The is the Zolo Halo. It's mostly like an Amazon Echo Dot. It's a connected speaker. It's got a microphone. It has Amazon Alexa built into it. So it can answer questions and control things and do most everything the Echo can do.

And at $391, it's priced about the same as the Echo Dot (which officially is $49 but had been on sale for $39 for a while; your mileage may vary) — but it sounds a lot better. So much so that I'll say this: If you're considering an Amazon Echo Dot, give this a long, hard look first.

It's not that the Zolo Halo sounds great. It's a small, OK speaker for the price. You're not going to be blow away by sound quality by anything this small, and certainly not this small and this inexpensive. But for $40, it sounds just fine, and it sounds that much better than the Echo Dot.

Amazon Echo Dot and Zolo Halo

I'm admittedly tired of the Echo Dot's tired design. So the Halo (much like the similar Eufy Genie, a third competitor) is a small breath of fresh air. OK, maybe it's got a bit of a pencil sharpener thing going on (now there'd be a cool trick), but it's definitely a step up from the oversized hockey puck Amazon's been selling for a few years now.

I'm digging the mute button on the front. There's no mistaking what you need to do if you don't want this thing listening in on you all day, every day. Hit the button, and it goes dumb. No more listening for you to say "Alexa."

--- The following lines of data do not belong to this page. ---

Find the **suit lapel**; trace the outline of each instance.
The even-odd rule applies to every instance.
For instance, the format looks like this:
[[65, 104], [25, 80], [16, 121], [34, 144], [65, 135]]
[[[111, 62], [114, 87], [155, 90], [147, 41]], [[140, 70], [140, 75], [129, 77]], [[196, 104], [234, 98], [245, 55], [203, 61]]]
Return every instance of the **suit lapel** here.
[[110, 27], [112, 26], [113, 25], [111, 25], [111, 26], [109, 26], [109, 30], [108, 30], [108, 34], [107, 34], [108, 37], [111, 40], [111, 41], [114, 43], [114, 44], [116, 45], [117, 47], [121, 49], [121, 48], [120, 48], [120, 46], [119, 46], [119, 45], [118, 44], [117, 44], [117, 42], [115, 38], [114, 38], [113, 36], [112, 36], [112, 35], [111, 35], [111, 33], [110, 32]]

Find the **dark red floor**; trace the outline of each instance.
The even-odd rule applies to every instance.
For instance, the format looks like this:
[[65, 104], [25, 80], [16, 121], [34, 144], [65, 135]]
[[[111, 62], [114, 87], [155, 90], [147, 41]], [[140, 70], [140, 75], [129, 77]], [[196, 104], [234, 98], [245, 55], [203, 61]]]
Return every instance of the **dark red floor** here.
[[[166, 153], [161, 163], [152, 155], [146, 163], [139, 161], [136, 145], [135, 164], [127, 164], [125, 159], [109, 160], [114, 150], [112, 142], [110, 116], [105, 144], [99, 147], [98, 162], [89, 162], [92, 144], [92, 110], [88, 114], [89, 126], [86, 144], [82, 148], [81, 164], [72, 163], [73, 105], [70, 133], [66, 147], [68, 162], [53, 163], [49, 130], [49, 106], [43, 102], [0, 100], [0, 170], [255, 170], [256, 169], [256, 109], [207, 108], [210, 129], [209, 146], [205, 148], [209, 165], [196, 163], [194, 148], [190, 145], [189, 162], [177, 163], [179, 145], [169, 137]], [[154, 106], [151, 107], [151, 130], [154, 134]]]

I'm digging the rubberized buttons up top, done in sort of an inner ring/outer ring thing. Each is under a single sheet or rubber — a small but welcome detail. Looking down on the Halo, North is a button for Bluetooth control. South is play/pause. East and West are volume buttons. The inner ring is separated by the telltale blue LED light. There are a couple pinhole microphones up here, too.

Round back is an LED power light, 3.5mm aux-out port, and the power port. (Proprietary, at that. No Micro-USB nonsense going on here.)

So it's a better-looking, better-sounding Alexa device. What's the catch?

It's not an Echo. That means you'll not be able to do any of the Alexa Calling stuff that Alexa can do now. It also means that you can't do multi-room audio with other Alexa devices. You can, however, do multi-room audio with other Halo speakers.

So the decision is easy and obvious. If you just want an Alexa device that does the basics, get the Zolo Halo. If you have to have Alexa Calling, get an Echo Dot.

See at Amazon

  1. The $39 price point is listed as a sale price, with the retail price a ridiculous $109 — even more than the actual Amazon Echo. Do not pay $109 for this speaker. It's worth $39, not $109. I might go to $59, but that'd be it.)